Recuerdo cuando babeando terminó de cocinarlas, y se giró con la sartén en la mano dirigiéndose a la mesa donde aguardábamos ocho o diez de nosotros, hambrientos también… Todos nos quedamos mirando porque aquéllo tenía una pinta de mierda, aunque extrañamente olía estupendamente.

Él, algo confuso por nuestra reacción inicial también se nos quedó mirando, pero en seguida entendió, que no queríamos morir todos intoxicados por unas setas que vete tú a saber si eran comestibles o no… Por lo que, sonriéndonos, puso la sartén en medio de la mesa y cogió un pedazo de pan que sopó en aquel caldo tan negro; luego tomó un tenedor y se echó en el coleto un buen puñado de aquellas setas que olían tan bien; y finalmente, terminó la faena eructando fuertemente tras darle un buen trago a la litrona que teníamos por ahí rodando.

Pasaron unos segundos, tensos, y el caso, es que ‘El Malaguita’ ni se puso azul ni cayó fulminado al suelo retorciéndose de dolor por el veneno de las jodidas setas aquéllas… Así que recuerdo, que al final, todos terminamos merendando como señores gracias a que en el fondo sí era un cocinero, sí.

Sabéis que os quiero, y mucho 💕

Antonio Rodríguez Miravete.

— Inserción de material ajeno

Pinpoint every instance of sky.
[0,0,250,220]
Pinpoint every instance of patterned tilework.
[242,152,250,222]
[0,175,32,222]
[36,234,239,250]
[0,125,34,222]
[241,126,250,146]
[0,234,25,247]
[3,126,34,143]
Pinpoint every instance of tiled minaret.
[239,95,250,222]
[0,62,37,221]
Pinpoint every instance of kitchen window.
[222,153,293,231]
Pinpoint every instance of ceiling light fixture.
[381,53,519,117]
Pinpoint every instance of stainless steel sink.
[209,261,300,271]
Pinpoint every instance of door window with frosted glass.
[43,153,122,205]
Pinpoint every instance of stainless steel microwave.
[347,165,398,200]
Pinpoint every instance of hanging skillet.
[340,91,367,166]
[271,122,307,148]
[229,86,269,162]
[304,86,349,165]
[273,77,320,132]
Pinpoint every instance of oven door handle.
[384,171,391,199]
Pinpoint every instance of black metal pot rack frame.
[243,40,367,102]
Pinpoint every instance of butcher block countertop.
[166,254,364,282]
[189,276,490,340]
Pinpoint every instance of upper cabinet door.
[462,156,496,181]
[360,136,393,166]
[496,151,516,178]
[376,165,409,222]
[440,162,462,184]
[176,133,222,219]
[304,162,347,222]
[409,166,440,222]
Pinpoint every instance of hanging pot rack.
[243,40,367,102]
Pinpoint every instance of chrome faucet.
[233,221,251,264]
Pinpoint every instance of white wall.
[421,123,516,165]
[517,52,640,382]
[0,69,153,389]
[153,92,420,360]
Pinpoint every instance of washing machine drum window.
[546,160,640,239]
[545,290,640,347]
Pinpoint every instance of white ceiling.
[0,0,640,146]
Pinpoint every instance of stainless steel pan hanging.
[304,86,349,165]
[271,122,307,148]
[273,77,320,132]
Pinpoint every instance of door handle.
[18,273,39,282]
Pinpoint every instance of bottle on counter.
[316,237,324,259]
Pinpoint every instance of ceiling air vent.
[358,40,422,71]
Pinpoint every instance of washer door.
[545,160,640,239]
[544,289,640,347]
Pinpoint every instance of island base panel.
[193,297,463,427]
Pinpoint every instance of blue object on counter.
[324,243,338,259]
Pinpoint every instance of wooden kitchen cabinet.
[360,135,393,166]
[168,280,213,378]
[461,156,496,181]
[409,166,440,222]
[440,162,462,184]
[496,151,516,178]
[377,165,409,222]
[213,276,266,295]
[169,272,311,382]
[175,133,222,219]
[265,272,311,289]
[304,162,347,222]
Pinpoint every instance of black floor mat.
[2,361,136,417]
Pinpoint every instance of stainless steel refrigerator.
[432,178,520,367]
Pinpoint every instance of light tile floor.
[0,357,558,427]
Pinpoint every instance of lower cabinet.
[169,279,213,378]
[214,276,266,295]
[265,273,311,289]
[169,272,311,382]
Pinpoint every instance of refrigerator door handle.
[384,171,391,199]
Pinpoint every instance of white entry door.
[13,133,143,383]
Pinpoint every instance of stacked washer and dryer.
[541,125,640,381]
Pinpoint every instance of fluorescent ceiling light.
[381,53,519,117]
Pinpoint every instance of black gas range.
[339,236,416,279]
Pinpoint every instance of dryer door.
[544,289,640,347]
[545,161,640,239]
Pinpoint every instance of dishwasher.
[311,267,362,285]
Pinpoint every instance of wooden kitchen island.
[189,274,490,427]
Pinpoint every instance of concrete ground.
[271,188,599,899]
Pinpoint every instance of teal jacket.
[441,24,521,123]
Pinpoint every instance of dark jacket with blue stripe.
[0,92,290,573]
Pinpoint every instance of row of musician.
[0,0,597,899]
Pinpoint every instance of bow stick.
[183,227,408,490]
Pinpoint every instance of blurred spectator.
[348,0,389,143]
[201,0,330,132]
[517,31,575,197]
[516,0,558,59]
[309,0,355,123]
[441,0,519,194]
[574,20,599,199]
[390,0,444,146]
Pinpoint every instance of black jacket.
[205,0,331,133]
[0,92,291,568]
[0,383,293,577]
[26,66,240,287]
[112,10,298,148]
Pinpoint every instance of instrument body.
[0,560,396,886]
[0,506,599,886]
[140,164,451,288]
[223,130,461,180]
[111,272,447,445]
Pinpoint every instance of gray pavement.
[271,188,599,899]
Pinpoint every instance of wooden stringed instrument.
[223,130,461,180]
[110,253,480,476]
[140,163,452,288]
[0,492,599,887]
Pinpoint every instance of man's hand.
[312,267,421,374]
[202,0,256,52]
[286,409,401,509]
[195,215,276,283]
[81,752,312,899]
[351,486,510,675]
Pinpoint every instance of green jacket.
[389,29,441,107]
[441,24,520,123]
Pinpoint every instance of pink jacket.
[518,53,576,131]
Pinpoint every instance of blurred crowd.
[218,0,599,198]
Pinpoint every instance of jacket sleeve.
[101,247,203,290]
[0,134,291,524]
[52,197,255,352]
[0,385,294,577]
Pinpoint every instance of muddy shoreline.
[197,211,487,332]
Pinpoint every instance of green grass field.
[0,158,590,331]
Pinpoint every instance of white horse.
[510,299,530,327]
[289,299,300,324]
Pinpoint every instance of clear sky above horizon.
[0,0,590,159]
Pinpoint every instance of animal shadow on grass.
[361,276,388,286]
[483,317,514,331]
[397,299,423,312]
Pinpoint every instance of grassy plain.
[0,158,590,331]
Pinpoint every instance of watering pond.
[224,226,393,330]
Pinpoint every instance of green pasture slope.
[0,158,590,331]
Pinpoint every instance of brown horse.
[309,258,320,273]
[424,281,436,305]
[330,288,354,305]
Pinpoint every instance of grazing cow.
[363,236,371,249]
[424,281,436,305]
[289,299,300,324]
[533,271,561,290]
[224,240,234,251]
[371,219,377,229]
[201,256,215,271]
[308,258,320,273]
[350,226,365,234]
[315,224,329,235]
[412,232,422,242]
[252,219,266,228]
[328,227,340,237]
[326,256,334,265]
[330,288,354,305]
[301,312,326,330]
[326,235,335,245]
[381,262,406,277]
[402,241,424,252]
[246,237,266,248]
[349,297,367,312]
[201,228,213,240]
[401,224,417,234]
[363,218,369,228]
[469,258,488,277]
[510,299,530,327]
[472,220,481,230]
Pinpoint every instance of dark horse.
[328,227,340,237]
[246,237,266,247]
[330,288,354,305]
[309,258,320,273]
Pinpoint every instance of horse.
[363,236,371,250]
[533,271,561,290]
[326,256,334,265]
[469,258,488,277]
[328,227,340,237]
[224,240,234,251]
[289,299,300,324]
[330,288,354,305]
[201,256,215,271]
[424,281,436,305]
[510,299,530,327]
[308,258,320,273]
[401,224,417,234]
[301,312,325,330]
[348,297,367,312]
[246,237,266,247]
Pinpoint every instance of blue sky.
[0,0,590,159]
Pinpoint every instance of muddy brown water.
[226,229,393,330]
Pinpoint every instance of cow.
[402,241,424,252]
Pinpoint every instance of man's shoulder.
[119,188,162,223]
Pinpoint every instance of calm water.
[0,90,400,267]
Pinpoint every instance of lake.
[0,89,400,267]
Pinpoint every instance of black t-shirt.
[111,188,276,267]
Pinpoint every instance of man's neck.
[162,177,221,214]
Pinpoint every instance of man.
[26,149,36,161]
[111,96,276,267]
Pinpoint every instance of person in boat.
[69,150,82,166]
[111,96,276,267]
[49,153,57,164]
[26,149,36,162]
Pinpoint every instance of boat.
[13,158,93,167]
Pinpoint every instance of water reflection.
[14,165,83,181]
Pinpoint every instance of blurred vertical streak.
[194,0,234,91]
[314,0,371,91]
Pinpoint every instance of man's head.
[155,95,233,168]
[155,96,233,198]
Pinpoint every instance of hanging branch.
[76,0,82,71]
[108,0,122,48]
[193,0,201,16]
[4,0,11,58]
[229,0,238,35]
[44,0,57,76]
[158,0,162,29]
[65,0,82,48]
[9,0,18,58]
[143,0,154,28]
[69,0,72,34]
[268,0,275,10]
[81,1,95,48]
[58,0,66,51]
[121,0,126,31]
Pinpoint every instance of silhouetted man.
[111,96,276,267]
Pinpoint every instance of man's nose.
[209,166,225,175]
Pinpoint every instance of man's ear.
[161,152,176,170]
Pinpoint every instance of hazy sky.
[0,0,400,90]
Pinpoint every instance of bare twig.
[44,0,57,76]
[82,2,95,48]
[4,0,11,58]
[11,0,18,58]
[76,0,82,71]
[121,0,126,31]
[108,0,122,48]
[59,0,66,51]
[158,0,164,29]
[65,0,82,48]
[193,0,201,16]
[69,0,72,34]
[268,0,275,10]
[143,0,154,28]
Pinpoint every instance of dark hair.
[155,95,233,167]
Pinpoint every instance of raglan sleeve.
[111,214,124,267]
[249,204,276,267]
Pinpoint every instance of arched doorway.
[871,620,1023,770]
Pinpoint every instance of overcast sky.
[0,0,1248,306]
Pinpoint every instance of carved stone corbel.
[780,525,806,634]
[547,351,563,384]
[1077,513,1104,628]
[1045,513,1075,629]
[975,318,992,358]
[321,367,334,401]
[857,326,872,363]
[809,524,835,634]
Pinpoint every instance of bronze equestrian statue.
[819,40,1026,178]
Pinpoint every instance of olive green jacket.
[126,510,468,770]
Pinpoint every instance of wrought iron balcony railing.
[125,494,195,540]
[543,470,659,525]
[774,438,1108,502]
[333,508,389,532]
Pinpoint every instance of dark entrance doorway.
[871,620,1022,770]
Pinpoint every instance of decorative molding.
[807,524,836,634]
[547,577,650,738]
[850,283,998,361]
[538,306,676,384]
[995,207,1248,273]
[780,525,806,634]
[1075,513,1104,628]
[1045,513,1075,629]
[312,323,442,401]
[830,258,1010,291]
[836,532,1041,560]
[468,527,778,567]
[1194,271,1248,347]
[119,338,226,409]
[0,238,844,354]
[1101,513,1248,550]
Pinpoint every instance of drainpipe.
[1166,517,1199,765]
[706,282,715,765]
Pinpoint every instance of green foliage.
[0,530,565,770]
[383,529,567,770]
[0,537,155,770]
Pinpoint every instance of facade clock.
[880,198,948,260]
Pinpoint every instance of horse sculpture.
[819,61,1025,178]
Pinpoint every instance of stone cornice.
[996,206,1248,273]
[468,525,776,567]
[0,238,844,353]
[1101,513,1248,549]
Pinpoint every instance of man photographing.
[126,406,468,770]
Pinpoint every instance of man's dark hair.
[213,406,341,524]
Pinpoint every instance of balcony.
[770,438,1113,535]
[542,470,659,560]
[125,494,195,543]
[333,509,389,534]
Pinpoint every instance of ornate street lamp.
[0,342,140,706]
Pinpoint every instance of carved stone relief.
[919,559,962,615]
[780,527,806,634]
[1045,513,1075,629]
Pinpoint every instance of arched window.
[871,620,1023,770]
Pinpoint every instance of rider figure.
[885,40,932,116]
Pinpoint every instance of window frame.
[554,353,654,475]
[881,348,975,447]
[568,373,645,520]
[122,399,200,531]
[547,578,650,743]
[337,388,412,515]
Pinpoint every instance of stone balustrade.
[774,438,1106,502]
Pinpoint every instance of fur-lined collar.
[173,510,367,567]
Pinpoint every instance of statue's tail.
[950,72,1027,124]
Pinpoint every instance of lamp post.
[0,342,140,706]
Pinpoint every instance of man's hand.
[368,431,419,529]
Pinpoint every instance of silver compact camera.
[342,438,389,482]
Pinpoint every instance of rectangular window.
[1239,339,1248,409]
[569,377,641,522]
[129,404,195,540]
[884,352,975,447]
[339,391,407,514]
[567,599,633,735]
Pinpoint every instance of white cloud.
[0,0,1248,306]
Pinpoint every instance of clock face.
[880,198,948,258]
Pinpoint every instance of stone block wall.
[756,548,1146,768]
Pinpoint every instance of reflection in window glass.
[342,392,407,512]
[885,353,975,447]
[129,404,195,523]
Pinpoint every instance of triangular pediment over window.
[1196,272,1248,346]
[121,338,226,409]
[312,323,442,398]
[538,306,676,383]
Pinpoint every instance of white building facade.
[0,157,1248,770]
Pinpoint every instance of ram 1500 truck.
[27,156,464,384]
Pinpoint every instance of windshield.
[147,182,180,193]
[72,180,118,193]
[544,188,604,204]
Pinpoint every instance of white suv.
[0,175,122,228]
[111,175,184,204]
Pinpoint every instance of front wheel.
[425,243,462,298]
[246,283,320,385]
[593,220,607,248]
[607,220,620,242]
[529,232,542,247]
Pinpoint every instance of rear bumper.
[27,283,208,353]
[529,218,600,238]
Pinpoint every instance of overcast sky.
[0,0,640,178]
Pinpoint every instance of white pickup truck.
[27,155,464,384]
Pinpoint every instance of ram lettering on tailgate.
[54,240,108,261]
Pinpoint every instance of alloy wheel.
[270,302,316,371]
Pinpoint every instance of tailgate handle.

Juntaletras

MANOLO Y EL VINO

Publicado el 24 de junio de 2021.

Comentábamos al respecto de la botella de txacolí que me estaba regalando. Es éste un caldo que normalmente se bebe siempre joven y frío, pero esa botella tenía ya un par de años y como buen conocedor (él) de vinos, Manolo me lo advirtió e insistió en el detalle: «no hagas caso. Pruébalo…»

Como mi tío Miguel siempre decía que el mejor vino blanco era el tinto, he de reconocer mi falta de empatía a priori con los blancos, ya que a diferencia de los tintos me gustan o no mucho o casi nada… Pero en general, como me gusta mucho el vino y mucho más todavía las sensaciones que pueda provocarme un caldo en particular, me bebo casi cualquier cosa decente que me sirvan en una copa borgoña… A ver qué pasa.

¡Qué maravilla…!

Como me la regaló muy fría y puesto que el día anterior hice sushi de sobra para mis hijas, en cuanto llegué a casa destapé esa botella para combinarla con aquel sushi de víspera resultando de todo ello una mezcla portentosa, armónica, raratouíllica… Me gusta tanto el sushi que nunca lo compro sino que siempre me lo hago yo: busco el mejor pescado fresco, lo limpio, lo macero, lo maduro, y le doy el corte final… La combinación del sabor dulzón a albaricoque y pera, la poquísima acidez y el color ambarino claro propio del par de años de aquel caldo, resultaron perfectos: encajaron como llave y cerradura, vino y comida, picha en breva. Pescado, ácido, sal… azúcar.

Empecé en el mundo del vino haciéndole caso a mi padre. Yo hacía negocio con las sisas que él me permitía hacerle, acarreando atadas en el portaequipaje de mi bici las marrajas de cinco litros que llenaba de graneles en la bodega de Jaime «el plátano».

— Don Jaime, que dice mi padre que por favor me llene Usted esta marraja… Y se la cobre.

Entraba en tan antigua bodega y la densidad del alcohol evaporado que se respiraba en el ambiente creo que me atontaba un poco. Mientras, caminaba entontecido y curioso entre las enormes telarañas pareciera que centenarias, abrazadas a aquellas barricas gigantes de cientos si no miles de litros; viejas de puro viejas, grises, y usadas desde hacía tanto tiempo que… el lugar imponía.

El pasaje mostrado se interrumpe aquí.